Obama hopes to draw an illusory line between his and Bush’s worldviews, that will be palatable to a new an emboldened Arab audience.”

This is not a formula for rule by the Benghazi crowd, whose Islamist elements are indigestible, if not anathema, to U.S. policymakers and image-spinners. It is a rationale for a long, Haiti-like occupation under a compliant United Nations or improvised multi-national façade. Arab nationalism cannot be allowed free rein anywhere, since imperial rule abhors all nationalisms but its own.

Since the campaign days, Obama has struggled to infuse his deceptive rhetoric – which is really all that separates him from Bush – with the language of “Responsibility to Protect,” or R2P [3]. Cloaked in the cynical camouflage of “humanitarian” objectives, Obama hopes to draw an illusory line between his and Bush’s worldviews, that will be palatable to a new an emboldened Arab audience. It is a doomed mission, not only because of the inherent contradictions between Arab aspirations and imperial dominance, but because American rulers are incapable of speaking to a warlike U.S. nationalism and addressing Arab aspirations at the same time. Secretary of State Hillary Clinton, the top U.S. diplomat, cannot even maintain the discipline of a consistent lie. She admitted that widespread bloodletting by Gaddafi’s forces was a fantasy and invention:

“I know that the nightly news cannot cover a humanitarian crisis that thankfully did not happen, but it is important to remember that many, many Libyans are safer today because the international community took action.”

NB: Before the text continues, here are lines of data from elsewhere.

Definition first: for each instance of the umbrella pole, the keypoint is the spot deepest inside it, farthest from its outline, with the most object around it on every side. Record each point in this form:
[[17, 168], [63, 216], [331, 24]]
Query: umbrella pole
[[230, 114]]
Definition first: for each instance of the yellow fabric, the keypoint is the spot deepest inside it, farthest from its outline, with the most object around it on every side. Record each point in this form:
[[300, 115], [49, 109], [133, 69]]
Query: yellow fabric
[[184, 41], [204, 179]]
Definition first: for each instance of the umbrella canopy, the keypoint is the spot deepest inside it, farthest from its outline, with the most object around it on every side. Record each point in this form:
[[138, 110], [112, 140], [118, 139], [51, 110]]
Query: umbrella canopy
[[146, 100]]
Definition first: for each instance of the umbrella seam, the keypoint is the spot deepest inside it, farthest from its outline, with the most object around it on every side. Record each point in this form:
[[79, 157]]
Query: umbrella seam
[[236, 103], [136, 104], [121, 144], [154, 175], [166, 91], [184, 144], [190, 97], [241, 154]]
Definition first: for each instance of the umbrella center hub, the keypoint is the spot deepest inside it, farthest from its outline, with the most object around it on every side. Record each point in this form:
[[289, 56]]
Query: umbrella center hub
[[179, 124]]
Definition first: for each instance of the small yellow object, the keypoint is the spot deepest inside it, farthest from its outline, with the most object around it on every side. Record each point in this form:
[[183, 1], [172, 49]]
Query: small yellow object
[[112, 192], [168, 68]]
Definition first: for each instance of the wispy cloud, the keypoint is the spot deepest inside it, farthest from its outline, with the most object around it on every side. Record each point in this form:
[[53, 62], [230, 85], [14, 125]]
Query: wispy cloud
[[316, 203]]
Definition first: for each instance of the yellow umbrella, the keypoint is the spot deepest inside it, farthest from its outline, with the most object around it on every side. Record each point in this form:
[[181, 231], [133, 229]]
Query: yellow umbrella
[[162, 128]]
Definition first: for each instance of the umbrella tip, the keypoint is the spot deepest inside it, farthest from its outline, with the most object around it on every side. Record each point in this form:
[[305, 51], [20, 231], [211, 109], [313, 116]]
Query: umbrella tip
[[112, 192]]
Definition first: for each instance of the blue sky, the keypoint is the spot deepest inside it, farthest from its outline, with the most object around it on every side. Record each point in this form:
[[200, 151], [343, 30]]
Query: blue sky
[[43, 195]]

There was no humanitarian crisis, and it will become increasingly impossible to frame the Euro-American assault in North Africa as anything other than an imperial offensive, designed to keep the Arab world in its place and to usurp African sovereignty over the continent’s resources.

Obama’s “face” is melting.

BAR executive editor Glen Ford can be contacted at Glen.Ford@BlackAgendaReport.com [9].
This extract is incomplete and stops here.